Susan Anderson, Mary Ashton (2009)
After getting our hair done at Cush Salon by the pixie-like Karina (who employs punk rock styling with a 90210 sensibility), we meandered over to West Hollywood’s Kopeikin Gallery for the first US solo exhibition by Susan Anderson. “High Glitz: The Extravagant World of Child Beauty Pageants” is a glitzy trip down Henry Giroux’s road of “public pedagogy” (a Situationist-like term he coined to describe the nature of the spectacle and new media).

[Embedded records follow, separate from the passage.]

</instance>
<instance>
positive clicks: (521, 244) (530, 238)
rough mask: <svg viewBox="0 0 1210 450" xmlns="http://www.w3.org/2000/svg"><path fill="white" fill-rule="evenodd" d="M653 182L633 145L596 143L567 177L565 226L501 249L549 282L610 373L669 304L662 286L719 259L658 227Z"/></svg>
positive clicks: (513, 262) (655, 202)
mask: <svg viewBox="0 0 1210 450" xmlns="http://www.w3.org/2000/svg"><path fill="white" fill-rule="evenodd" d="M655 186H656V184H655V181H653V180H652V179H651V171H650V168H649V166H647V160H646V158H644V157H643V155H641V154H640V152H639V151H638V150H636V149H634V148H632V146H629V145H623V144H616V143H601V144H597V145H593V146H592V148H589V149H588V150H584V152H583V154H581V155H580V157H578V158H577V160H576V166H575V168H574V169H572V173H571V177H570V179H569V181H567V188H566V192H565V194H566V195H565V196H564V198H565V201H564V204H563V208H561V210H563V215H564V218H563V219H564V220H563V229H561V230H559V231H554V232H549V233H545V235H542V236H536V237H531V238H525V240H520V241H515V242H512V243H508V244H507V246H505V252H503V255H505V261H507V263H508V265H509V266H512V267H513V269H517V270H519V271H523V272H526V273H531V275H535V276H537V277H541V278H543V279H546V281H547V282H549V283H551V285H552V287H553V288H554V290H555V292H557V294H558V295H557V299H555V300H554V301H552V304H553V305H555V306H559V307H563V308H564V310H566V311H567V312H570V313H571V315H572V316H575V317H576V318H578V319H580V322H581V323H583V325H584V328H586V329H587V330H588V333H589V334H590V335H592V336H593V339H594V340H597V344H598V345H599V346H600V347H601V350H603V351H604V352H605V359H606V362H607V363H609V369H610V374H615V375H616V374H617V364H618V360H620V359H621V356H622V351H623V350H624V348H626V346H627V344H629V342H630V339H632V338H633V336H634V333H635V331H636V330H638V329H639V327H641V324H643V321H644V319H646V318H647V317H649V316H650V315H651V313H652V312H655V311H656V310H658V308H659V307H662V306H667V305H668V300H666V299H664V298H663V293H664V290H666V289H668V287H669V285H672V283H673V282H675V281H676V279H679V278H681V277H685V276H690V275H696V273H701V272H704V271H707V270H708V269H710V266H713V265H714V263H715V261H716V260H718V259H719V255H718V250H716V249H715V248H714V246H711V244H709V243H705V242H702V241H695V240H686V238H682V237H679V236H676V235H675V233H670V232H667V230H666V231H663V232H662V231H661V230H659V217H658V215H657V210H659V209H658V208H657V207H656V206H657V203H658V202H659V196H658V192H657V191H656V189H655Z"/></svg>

Gallery says: “Children’s beauty pageants are a fascinating phenomenon with over-the-top aesthetics and billions in revenue. However, more than anything, they represent a strange microcosm of America itself and its values of beauty, success and glamor as reflected in the dreams of thousands of young girls. “High Glitz” elucidates the enthusiasm with which the children take part in these ritualized spectacles of crafted female beauty…”
Juxtaposing baby beauty queens with their baroque accoutrements, and finishing it all off with retouching techniques a la David LaChappelle, Anderson’s been documenting the Little Miss Sunshine phenomenon for the past three years. Traveling throughout the US to shoot her candy-coated series of disconcerting portraits on location, the new series of photographs look into the minds of the pre-pre-pubescent in an unsettling way. Setting up her studio amidst the dreams and aspirations of grandeur – or at least glimmers of hope for a sparkling crown – Anderson captures young girls made-up and glittery, ready to be judged. Along with the bambini bella in the exhibit, we find fetishistic objects and cherished components of the competitive world of glamor and façade – Cinderella-like slippers, 18 inch rhinestone tiaras and prized trophies, ribbons, and sashes – contest artifacts that delve beyond the surface and into the psychology of ritual, performance, and artifice. Under a bright and shiny veneer, while positing significant questions about exploitation and children’s roles, Anderson nimbly investigates complex, surreal representations of our youth-worshiping culture[.]